# Universal Sewing Machine



## tiffnzacsmom (Jan 26, 2006)

My father's neighbor is selling his home I was given the sewing machine that had been his wife's. It's a Universal Model 302L, I had never heard of it and looks like it may be older than the White I have. It wants to run but the fabric doesn't pull along, not real techincal here sorry. I just plugged it in tonight to try to figure it out. Does anyone here know how to get it moving, the belt looks good and the bobbin case isn't dusty.


----------



## AngieM2 (May 10, 2002)

I'd check and see if the feed dogs are up and moving. And if that old, it may need a good oiling (or wd-40).

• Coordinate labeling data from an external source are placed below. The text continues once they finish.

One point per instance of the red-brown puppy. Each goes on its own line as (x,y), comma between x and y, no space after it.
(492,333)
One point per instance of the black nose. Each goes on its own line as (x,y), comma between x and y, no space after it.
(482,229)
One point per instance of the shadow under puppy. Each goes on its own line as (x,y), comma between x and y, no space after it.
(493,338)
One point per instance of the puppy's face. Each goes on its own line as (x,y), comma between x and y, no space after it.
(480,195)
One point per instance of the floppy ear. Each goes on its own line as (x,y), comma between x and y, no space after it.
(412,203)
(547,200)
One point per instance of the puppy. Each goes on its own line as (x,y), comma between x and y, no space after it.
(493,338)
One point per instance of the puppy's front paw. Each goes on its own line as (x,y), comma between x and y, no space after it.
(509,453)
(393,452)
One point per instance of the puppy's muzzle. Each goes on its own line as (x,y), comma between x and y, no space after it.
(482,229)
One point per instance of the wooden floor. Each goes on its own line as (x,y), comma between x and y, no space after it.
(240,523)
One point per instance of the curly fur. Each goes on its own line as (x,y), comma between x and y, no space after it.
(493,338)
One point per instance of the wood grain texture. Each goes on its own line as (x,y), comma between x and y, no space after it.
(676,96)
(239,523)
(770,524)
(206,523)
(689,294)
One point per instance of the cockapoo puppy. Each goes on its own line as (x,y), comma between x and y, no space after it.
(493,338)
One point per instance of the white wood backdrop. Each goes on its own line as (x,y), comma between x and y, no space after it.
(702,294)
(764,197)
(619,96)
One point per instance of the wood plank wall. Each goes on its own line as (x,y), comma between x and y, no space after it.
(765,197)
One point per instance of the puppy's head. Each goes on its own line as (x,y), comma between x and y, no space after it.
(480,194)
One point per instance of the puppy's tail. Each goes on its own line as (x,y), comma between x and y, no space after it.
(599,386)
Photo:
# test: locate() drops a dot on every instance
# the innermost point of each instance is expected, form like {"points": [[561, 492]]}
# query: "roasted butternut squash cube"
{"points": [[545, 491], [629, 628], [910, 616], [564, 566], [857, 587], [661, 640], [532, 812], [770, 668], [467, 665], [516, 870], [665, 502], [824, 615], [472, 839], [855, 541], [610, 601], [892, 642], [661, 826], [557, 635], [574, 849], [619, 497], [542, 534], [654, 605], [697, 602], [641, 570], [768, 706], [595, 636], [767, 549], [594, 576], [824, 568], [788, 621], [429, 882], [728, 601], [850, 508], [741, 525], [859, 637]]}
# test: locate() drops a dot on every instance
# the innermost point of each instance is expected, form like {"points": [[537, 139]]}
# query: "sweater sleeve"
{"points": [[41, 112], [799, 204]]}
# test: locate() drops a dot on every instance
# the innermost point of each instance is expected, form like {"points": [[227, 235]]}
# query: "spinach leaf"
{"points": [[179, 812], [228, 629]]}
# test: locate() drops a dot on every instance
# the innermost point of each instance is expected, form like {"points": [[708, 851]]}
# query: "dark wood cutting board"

Those are my first thoughts.

Angie


----------



## tiffnzacsmom (Jan 26, 2006)

Thanks Angie, I really love my now growing collection of older machines and I'm going to miss this set of neighbors and glad I have something of hers.


----------



## Queen Bee (Apr 7, 2004)

Check the gauge for the number of stitches per inch--might read '1, 2 , 3etc'..IF it is on '0' move the bar, button, knob to the longest stitch and see if it will move.. Sorry about your neighbors, glad you have the machine...QB


----------



## Ardie/WI (May 10, 2002)

Both Angie and Queen Bee just said what I was going to post!


----------



## tiffnzacsmom (Jan 26, 2006)

Thanks ladies, the dog feed has a little knob that I can adjust so I did that to get it up since it wasn't. It seems like the belt doesn't always want to spin might have my dad look at it to see if its something easy but would be nice if I can figure it out on my own.


----------



## AngieM2 (May 10, 2002)

If it's an old machine that belt may be stretched out, or dry rotted. Maybe you could look online for a new belt for it.

Angie


----------



## sewing nana (Oct 18, 2002)

Could there be a clog caused from oil and dust in there?


----------